You’d think we’d be dieting pros by now. There are countless experts telling you they know the secret to getting slim by eating this or avoiding that. And then there’s the old “calories in versus calories out” equation that seems so simple at the surface, but is much harder when put in practice. And with 45 million Americans dieting each year and most people failing at those diets, there much be so much more going on underneath the calls to snack on kale chips and forget the calls of Little Debbie.
At the heart of the matter is a little thing called “set point weight,” says Stephan Guyenet, PhD, author of The Hungry Brain. “Body weight is regulated by the brain. If you don’t know that, you’re going to be surprised when your brain and body start fighting back against weight loss,” he says.

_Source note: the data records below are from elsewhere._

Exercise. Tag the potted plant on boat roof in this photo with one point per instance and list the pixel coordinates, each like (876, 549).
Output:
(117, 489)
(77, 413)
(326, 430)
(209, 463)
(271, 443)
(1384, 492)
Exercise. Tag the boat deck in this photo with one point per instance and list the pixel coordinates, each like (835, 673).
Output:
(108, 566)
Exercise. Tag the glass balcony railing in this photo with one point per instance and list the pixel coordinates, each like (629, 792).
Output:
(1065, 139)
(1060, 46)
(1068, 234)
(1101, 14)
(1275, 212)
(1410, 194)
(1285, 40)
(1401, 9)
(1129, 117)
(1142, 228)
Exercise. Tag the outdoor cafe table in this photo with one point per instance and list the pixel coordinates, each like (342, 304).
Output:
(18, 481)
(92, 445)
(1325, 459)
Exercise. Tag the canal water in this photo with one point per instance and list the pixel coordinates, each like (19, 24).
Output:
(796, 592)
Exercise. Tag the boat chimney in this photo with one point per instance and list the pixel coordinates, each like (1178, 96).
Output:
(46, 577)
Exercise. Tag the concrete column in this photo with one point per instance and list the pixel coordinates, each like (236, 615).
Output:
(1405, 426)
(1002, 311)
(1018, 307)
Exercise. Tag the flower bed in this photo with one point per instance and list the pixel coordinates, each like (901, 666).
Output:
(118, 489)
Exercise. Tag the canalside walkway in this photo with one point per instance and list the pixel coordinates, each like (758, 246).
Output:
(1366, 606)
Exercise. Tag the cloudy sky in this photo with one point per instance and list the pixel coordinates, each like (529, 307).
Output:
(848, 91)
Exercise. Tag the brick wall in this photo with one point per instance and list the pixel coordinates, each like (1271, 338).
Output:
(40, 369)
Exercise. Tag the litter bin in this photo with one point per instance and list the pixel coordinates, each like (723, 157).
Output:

This is at the heart of why diets don’t work, says Sandra Aamodt, PhD, (appropriately) the author of Why Diets Make Us Fat. “Whenever your weight changes too much, your brain will intervene to push it back to what it thinks is the correct weight for you. And you might not prefer the same weight your brain prefers. Many of us don’t,” she says.
Guyenet likens the entire process to a thermostat. In your house, this device measures the temperature in your home and helps regulate it so that it stays stable. When the temperature goes up, the heat goes down (or the ac turns on), and vice versa. In your brain, your thermostat is in the hypothalamus. “Your hypothalamus will activate physiologic and behavioral responses to maintain your body temperature. For instance, if you’re cold, you may shiver or put on a sweater,” Guyenet explains.